Raporda, ‘şehrin hafızası’ olarak nitelenen fidanlık alanının Cumhuriyet tarihinin kurumsallaşmış bir eğitim kurumu olduğuna dikkat çekildi. Damızlık meyve ve süs bitkilerinin bilimsel anlamda ‘gen kaynağı’ olduğu belirtildi. Heyetin aktarımına göre, Büyükdere Fidanlığı, İstanbul’un en önemli bahçıvan okuluydu. Buradan yetişen mezunların çoğu TBMM’de ve saraylarda çalıştı. Fidanlığın ve Halkalı Ziraat Meslek Lisesi’nin kapatılmasıyla İstanbul’da bu alanda ara eleman yetiştiren kurum kalmadı.
Taşkın bölgesi
Statüsü düşürülen bir diğer alan da fidanlığın yanında bulunan PTT Evleri Mahallesi. Kozdere deresinin taşkın yatağı üzerinde yer alan mahalle geçmişte taşkınlardan etkilendi. Rapora göre, yerleşim yoğunluğunun fazla ve taşkın riskinin yüksek olmasına karşın buranın ‘sürdürülebilir koruma ve kontrollü kullanım alanı’na dönüştürülmesi yeni yapılaşmaya ve daha büyük taşkınlara yol açacak. Heyete göre, bina yoğunluğunu azaltacak, yüksek akımın geçebilmesi için yatak genişliğini artıracak düzenlemeler bu alanı güvenli hale getirecek.
Yerleşime açılmamalı
Fidanlığın da Kozdere’nin taşkın yatağında bulunduğunu belirten heyet, bu açıdan da fidanlığın yerleşime uygun bir yer olmadığını kaydetti. Maraş merkezli depremleri anımsatan bilirkişiler, depremde en çok zarar gören alanların dere yatakları olduğuna dikkat çekerek bu alanın yeniden fidanlık olarak düzenlenmesi gerektiğini aktardı. Ormanları yapılaşmaya açmanın iklim değişikliğinin etkilerini artırmaya yol açacak bir uygulama olduğuna dikkat çekildi.
Bilimsel rapor eksik
Bilirkişiler, SİT statüsünün düşürülmesine dayanak olarak gösterilen ETBAR’la ilgili de tespit yaptı. Raporda, statüsü değiştirilen alanların yakınında bulunan Çayırbaşı ve çevresinde bulunan bazı bitki türlerine yer verilmediği, dolayısıyla saha çalışmasının yeterli olmadığı izlenimi edinildiği belirtildi.

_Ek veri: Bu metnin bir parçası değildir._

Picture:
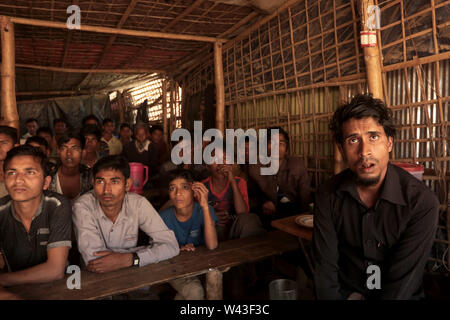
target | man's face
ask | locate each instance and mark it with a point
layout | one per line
(24, 178)
(47, 137)
(109, 127)
(91, 121)
(366, 149)
(125, 133)
(157, 136)
(280, 142)
(60, 128)
(141, 135)
(70, 153)
(91, 143)
(32, 127)
(43, 148)
(110, 187)
(181, 194)
(6, 144)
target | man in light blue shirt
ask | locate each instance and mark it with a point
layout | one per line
(107, 221)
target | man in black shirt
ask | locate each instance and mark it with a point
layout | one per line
(35, 224)
(374, 222)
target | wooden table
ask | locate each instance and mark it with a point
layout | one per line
(289, 225)
(202, 261)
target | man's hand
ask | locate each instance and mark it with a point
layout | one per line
(6, 295)
(227, 171)
(269, 208)
(109, 261)
(188, 247)
(200, 193)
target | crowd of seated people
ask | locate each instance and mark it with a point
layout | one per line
(88, 183)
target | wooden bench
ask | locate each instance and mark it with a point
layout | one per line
(202, 261)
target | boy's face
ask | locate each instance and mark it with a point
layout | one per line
(48, 137)
(181, 194)
(60, 128)
(141, 135)
(216, 168)
(70, 153)
(280, 143)
(32, 127)
(109, 127)
(43, 148)
(125, 133)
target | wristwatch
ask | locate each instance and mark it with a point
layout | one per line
(135, 259)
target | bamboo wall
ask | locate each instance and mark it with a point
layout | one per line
(295, 67)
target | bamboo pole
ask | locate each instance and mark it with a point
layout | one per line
(121, 103)
(220, 88)
(126, 32)
(164, 107)
(8, 72)
(371, 57)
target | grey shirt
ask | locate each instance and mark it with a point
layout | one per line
(96, 232)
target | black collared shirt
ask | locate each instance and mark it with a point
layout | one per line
(51, 227)
(396, 234)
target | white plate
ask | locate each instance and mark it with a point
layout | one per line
(305, 220)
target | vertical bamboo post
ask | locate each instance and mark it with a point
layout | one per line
(8, 72)
(121, 104)
(371, 56)
(164, 107)
(172, 106)
(339, 163)
(220, 89)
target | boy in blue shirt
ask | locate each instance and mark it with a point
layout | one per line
(194, 223)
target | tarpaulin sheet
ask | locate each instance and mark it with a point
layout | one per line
(71, 109)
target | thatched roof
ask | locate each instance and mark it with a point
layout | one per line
(74, 49)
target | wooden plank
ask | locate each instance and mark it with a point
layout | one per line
(228, 254)
(75, 70)
(126, 32)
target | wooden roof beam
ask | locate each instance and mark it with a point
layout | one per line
(75, 70)
(196, 54)
(183, 14)
(172, 23)
(119, 26)
(111, 39)
(125, 32)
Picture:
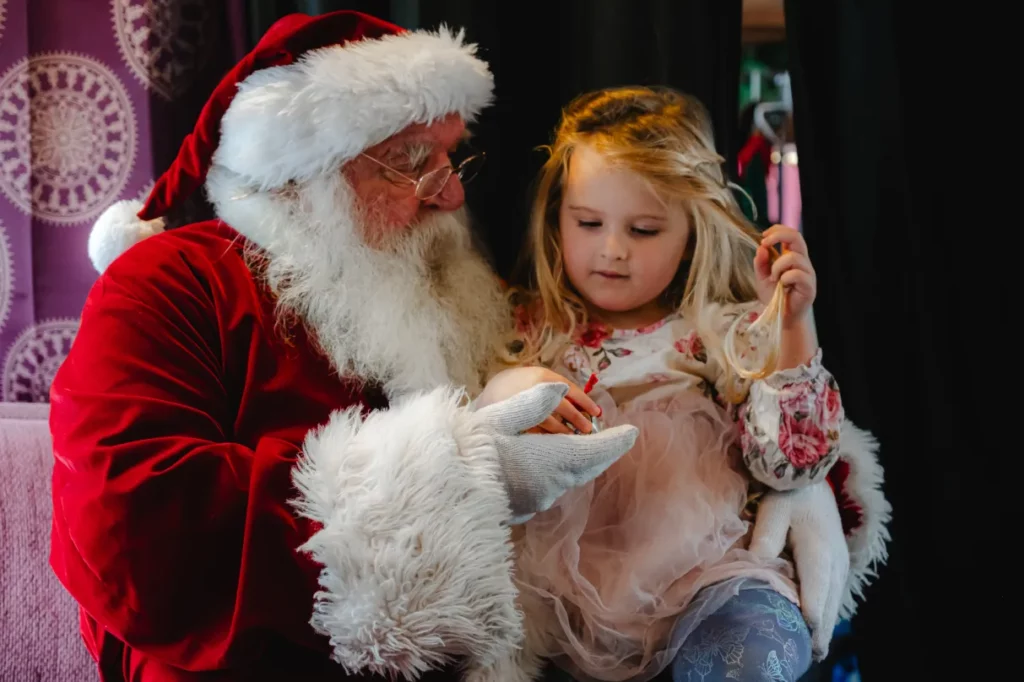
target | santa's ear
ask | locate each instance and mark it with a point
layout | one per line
(118, 228)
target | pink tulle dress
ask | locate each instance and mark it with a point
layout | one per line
(610, 576)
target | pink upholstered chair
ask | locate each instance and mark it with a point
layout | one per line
(39, 636)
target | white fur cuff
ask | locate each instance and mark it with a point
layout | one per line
(861, 494)
(417, 558)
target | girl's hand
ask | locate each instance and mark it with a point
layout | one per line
(510, 382)
(793, 268)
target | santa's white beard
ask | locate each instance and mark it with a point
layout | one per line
(417, 311)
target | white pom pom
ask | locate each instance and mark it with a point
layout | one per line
(117, 229)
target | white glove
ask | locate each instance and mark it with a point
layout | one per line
(810, 517)
(540, 468)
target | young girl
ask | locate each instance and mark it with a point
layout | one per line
(649, 279)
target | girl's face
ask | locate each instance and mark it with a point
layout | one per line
(621, 246)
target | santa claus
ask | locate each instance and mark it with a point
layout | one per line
(267, 462)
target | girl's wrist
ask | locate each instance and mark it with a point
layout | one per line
(797, 346)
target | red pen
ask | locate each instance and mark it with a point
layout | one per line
(587, 389)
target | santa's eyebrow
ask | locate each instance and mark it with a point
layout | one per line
(411, 155)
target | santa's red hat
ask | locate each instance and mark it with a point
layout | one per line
(313, 93)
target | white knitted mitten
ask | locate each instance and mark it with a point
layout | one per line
(540, 468)
(810, 518)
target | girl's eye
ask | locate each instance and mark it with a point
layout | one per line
(643, 231)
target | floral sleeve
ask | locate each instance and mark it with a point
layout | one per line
(790, 426)
(788, 422)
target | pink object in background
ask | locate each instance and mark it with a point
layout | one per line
(791, 215)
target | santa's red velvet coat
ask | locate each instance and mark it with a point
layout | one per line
(177, 419)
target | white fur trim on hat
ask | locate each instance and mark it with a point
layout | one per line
(118, 228)
(293, 122)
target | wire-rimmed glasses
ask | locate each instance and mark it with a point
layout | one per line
(430, 184)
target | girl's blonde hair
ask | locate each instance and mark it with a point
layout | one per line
(666, 137)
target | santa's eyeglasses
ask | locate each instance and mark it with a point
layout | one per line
(430, 184)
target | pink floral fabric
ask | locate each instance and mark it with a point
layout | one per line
(788, 423)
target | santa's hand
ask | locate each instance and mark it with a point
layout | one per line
(810, 518)
(540, 468)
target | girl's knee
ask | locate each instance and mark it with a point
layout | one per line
(758, 635)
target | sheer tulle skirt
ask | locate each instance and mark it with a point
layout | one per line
(608, 573)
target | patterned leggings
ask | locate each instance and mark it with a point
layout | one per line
(757, 636)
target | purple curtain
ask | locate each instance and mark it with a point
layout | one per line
(95, 96)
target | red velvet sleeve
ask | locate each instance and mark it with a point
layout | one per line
(171, 537)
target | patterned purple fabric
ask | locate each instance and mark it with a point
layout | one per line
(95, 96)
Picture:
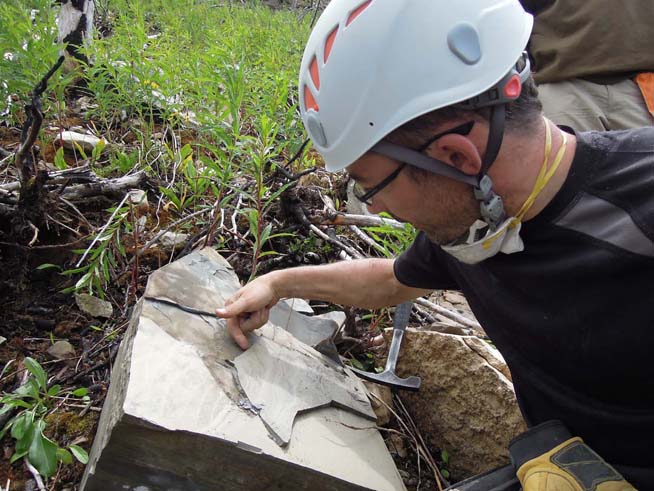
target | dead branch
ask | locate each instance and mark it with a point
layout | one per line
(105, 187)
(24, 159)
(332, 217)
(449, 314)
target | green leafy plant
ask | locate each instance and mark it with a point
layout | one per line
(33, 401)
(391, 240)
(100, 259)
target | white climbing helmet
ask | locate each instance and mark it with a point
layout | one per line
(372, 65)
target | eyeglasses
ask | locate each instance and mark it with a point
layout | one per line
(365, 196)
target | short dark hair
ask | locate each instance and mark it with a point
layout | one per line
(522, 115)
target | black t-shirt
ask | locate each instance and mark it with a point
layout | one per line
(573, 314)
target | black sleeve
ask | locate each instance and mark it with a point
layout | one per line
(422, 266)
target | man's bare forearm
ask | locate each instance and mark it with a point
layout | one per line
(365, 283)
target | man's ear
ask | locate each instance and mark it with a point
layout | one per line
(458, 151)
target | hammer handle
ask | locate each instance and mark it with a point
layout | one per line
(400, 321)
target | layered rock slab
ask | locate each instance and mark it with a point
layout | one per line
(176, 418)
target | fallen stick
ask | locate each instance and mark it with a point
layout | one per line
(359, 220)
(449, 314)
(355, 254)
(105, 187)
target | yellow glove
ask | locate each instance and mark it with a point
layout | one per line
(547, 459)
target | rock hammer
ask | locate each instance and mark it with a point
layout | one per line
(388, 376)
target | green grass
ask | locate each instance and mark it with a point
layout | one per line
(226, 72)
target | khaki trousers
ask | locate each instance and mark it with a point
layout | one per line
(588, 106)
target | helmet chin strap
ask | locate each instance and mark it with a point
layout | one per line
(490, 203)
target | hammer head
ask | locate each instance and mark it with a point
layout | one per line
(388, 378)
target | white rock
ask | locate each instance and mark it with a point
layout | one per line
(71, 139)
(94, 306)
(171, 239)
(175, 417)
(61, 350)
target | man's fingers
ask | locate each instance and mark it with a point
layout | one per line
(234, 329)
(232, 308)
(255, 320)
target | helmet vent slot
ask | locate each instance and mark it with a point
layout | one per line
(330, 42)
(309, 100)
(315, 75)
(356, 12)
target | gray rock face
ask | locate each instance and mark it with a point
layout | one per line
(188, 410)
(466, 403)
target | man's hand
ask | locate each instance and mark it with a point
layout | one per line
(248, 309)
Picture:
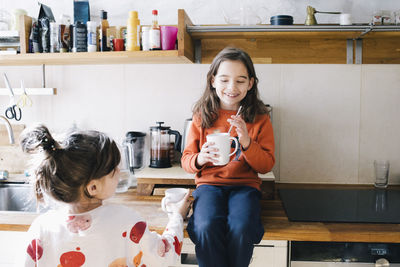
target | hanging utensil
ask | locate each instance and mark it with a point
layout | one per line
(12, 112)
(24, 100)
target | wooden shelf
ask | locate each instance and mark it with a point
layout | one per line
(180, 56)
(294, 44)
(300, 44)
(123, 57)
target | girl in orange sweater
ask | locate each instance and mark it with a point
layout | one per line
(226, 221)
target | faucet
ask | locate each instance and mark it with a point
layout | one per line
(9, 129)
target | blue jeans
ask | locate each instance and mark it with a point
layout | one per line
(225, 225)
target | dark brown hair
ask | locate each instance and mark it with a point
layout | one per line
(208, 105)
(63, 169)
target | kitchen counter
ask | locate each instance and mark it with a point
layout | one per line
(276, 224)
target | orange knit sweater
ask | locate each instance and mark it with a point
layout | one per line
(245, 165)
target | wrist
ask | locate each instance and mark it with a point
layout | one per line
(246, 145)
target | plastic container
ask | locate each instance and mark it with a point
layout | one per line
(54, 31)
(133, 32)
(92, 36)
(79, 37)
(155, 34)
(145, 38)
(168, 37)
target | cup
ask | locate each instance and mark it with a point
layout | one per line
(345, 19)
(380, 200)
(125, 181)
(168, 37)
(118, 44)
(172, 197)
(223, 144)
(381, 168)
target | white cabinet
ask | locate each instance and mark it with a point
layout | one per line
(11, 246)
(268, 253)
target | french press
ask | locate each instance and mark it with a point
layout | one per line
(160, 145)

Rapor için dört kez gitmişler
ETBAR’a konu edilen her bir alanın dört mevsim boyunca biyo-ekolojik, jeolojik, jeomorfolojik, hidrojeolojik, peyzaj yönünden değerlendirmeleri içermesi gerekiyor. Bilirkişi raporu, incelemenin yüzeysel yapıldığını da ortaya çıkardı. Rapora göre, araziye 23 Ağustos 2014, 24 Şubat 2015, 23 Nisan 2015 ve 25 Mayıs 2015’te gidildi.